The second solution is Career Action Plans, which are short assessments that encourage students to make an informed choice between three different careers. The assessment comes in four parts, although this is malleable. First students must complete a careers table which allows them to compare three different potential careers in terms of key considerations like their fit to them, starting pay and pay with experience, required qualifications and experience, working conditions, availability and location within the country. 

Section two then asks them to evaluate these different career options against criteria that matter to them i.e. one job might offer more money but might require more qualifications and that’s not something that is feasible for them at the moment, or another job might seem to only exist in a large city and they prefer to be more rural.

Section three requires them to complete a timetable over their remaining degree so they can show what steps they have taken in terms of gaining experience, how they plan to develop skills to pass selection tasks (i.e. applications, psychometrics, interviews etc), and crucially how they plan on applying. For example, which websites will they search for jobs or which universities will they apply to for postgraduate study. 

Section four is a reflection on any gaps in qualifications, work experience, and skills in passing selection tasks for their chosen career and then encourages them to explain their plan to address them building upon their work in section three. 

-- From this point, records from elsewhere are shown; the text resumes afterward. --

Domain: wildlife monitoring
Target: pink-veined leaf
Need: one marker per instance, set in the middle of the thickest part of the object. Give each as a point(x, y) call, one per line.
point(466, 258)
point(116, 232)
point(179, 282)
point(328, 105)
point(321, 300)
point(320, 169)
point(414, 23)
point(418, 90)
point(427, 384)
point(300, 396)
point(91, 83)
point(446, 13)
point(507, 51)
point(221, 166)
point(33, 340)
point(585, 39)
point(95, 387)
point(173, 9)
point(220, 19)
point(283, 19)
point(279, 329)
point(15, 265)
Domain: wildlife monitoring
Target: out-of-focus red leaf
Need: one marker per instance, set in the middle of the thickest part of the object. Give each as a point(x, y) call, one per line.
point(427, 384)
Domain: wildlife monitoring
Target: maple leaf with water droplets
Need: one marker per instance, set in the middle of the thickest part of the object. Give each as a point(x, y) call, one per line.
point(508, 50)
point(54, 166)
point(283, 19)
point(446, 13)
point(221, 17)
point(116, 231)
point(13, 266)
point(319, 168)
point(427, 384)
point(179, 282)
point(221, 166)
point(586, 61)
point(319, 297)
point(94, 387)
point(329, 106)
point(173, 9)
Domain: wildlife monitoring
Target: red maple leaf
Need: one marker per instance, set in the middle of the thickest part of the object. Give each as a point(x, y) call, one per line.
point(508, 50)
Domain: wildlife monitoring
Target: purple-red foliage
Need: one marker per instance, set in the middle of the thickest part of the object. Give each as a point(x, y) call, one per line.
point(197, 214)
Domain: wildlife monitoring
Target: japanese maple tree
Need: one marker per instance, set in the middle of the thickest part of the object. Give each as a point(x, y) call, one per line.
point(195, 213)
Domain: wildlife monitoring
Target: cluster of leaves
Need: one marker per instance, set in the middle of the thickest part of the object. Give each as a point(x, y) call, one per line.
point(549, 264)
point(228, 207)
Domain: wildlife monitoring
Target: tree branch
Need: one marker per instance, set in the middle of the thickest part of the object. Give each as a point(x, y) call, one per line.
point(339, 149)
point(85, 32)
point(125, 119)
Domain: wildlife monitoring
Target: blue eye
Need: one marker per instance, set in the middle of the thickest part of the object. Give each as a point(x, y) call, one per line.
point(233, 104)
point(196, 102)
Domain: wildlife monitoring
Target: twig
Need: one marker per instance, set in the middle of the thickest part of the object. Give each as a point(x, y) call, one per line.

The real strength of this assessment is a) it encourages students to make informed choices between different careers and b) it gives us helpful insights into the types of careers that our students aspire to pursue. We can then use this information to tailor our employability support in terms of showcasing particular employers, advertising particular graduate schemes and building in more suitable volunteering and internship opportunities for our students. You can access a template of the Career Action Plan and accompanying guidance notes to help students complete the document on the OSF.

Initiative impacts

Career Corners and Career Action Plans can be invaluable aids to students in helping them choose a career that is right for them. You can’t apply for a career that you have never heard about, and you won’t be successful in applying to a career unless you have relevant experience and the ability to pass selection tasks. Both initiatives provide essential scaffolding to help students overcome these challenges and will hopefully help students make a successful transition into a career that is right for them.

What could be more of a life-changing experience than helping students acquire a career that they derive satisfaction from, and is the beginning of a productive and successful future?


Author: Dr Alex Bradley is a Senior Lecturer in the School of Education and Sociology at the University of Portsmouth.